Seeing is no longer believing

Disinformation and distrust online are set to take a turn for the worst. Rapid advances in creating fake audio and video have made possible the production of “deep fakes.”

Lexie Ehlers
For The Record

Deep fakes are highly realistic and difficult-to-detect depictions of real people doing or saying things they never said or did. As this technology spreads, the ability to produce false, yet believable, video and audio content will come within reach of a vast array of governments, actors, and individuals. As a result, the ability to advance lies using hyper-realistic fake evidence is certain to have a great social impact.

    For decades, it has been possible to edit and manipulate video footage, but doing so took time, highly skilled artists, and a large amount of money. Deep fake technology could completely change the game. As it develops and prospers, anyone could have the ability to make a convincing fake video, including people who might seek to weaponize it for political or other spiteful purposes.

    The deep fake technology is now on the United States government’s radar. The Pentagon, through the Defense Advanced Research Projects Agency (DARPA), is working with several of the country’s most prominent research institutions to get ahead of deep fakes. However, in order to spot deep fakes, you first have to make them. This takes place at the University of Colorado located in Denver, where researchers working on the DARPA program are trying to create convincing deep fake video. The video they create will later be used by other researchers who are developing technology to detect what is real and fake.

    A thousand miles west of Denver, a team in Menlo Park, California is developing the second component to DARPA’s program: technology to spot deep fakes. By feeding computers examples of real videos as well as the fakes, these researchers are training computers to detect deep fake videos. Training computers to recognize visual inconsistencies is one way researchers are working to detect deep fakes, but deciphering real audio from fake is a bit more challenging.

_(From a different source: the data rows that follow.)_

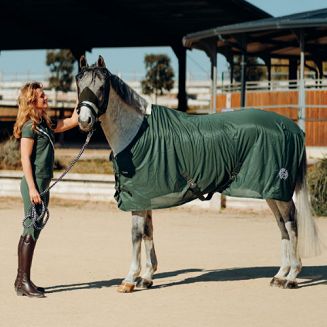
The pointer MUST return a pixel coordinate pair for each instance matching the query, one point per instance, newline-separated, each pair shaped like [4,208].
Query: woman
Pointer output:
[36,133]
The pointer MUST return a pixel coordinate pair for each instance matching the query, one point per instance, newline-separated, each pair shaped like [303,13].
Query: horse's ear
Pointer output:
[101,62]
[83,62]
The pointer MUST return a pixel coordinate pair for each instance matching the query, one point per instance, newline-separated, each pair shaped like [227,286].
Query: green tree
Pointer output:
[159,74]
[61,63]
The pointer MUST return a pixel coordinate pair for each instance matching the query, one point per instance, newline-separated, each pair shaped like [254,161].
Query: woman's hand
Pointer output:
[35,196]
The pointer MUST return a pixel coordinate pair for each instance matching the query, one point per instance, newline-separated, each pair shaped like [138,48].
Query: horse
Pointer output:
[164,158]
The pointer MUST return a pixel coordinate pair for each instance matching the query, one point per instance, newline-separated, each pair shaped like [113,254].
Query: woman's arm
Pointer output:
[67,123]
[26,148]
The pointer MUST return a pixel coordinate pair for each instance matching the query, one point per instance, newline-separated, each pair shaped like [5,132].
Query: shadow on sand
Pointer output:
[313,275]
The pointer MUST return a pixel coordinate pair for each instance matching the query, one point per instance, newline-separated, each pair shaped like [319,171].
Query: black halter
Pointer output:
[88,99]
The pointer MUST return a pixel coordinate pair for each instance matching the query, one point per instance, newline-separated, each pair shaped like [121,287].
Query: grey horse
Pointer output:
[164,158]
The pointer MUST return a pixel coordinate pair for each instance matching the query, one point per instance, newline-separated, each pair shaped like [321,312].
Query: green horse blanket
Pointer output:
[176,158]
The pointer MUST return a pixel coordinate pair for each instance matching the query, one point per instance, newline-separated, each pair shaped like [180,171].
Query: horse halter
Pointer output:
[88,99]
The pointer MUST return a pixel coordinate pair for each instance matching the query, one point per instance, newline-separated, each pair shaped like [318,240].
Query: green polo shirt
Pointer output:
[42,158]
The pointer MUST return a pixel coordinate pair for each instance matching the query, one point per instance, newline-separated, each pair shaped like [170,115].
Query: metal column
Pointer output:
[214,81]
[301,110]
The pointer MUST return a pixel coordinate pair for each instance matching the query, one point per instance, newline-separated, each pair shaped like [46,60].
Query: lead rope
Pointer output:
[40,220]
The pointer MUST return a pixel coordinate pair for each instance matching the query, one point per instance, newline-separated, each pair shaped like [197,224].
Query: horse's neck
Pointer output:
[120,123]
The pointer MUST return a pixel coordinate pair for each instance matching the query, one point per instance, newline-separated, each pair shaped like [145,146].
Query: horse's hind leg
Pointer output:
[291,263]
[288,212]
[141,229]
[151,258]
[138,221]
[280,278]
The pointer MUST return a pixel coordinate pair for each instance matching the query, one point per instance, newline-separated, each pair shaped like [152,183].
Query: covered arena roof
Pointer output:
[274,37]
[85,24]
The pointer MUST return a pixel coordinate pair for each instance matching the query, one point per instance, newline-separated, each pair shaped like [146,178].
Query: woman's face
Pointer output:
[41,102]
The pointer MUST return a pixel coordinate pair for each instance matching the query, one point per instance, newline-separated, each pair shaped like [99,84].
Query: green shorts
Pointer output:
[41,185]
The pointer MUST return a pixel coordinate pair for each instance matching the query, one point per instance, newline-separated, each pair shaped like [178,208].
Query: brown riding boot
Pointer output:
[19,272]
[23,284]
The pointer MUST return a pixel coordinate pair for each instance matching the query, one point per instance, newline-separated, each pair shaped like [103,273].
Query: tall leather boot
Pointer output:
[23,283]
[19,272]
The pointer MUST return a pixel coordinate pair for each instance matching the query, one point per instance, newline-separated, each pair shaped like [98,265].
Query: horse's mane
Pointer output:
[127,94]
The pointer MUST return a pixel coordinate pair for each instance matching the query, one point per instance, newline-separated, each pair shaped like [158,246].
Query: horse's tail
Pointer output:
[309,243]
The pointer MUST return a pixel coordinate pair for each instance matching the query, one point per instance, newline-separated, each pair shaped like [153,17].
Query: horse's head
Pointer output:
[93,87]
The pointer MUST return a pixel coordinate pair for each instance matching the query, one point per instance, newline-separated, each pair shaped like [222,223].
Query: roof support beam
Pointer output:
[243,72]
[301,110]
[180,53]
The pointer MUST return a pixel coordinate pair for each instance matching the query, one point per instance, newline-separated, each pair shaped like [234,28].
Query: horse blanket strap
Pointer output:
[246,153]
[197,191]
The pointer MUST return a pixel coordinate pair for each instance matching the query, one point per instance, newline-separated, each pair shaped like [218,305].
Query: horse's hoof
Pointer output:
[277,282]
[144,283]
[125,288]
[291,284]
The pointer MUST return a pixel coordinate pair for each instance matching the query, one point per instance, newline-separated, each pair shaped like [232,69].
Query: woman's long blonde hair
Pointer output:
[26,111]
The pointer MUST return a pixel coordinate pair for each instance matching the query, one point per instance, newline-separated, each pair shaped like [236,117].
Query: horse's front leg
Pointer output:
[151,258]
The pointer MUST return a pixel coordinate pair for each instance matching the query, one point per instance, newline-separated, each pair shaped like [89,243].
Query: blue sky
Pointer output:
[129,61]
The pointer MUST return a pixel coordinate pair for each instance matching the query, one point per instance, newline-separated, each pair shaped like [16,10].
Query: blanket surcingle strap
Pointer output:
[176,158]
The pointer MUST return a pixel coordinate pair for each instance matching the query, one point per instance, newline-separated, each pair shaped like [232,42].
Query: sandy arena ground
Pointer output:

    For more than a century, audio and video have functioned as our bedrock of truth. Not only have sound and images recorded our history, but they have also informed and shaped our perception of reality. Some people already question facts around events that unquestionably happened, such as the moon landing and 9/11, despite video proof. If deep fakes make people believe they cannot trust video, the problems of misinformation and conspiracy theories could worsen. While experts say deep fake technology is not yet sophisticated enough to fake large-scale historical events, they worry the deep fake videos could alter our trust in audio and video in the future. For years, technology has allowed us to make it look as if anyone has said or done anything, but now it is easier than ever. What happens when we can no longer trust our eyes or our ears?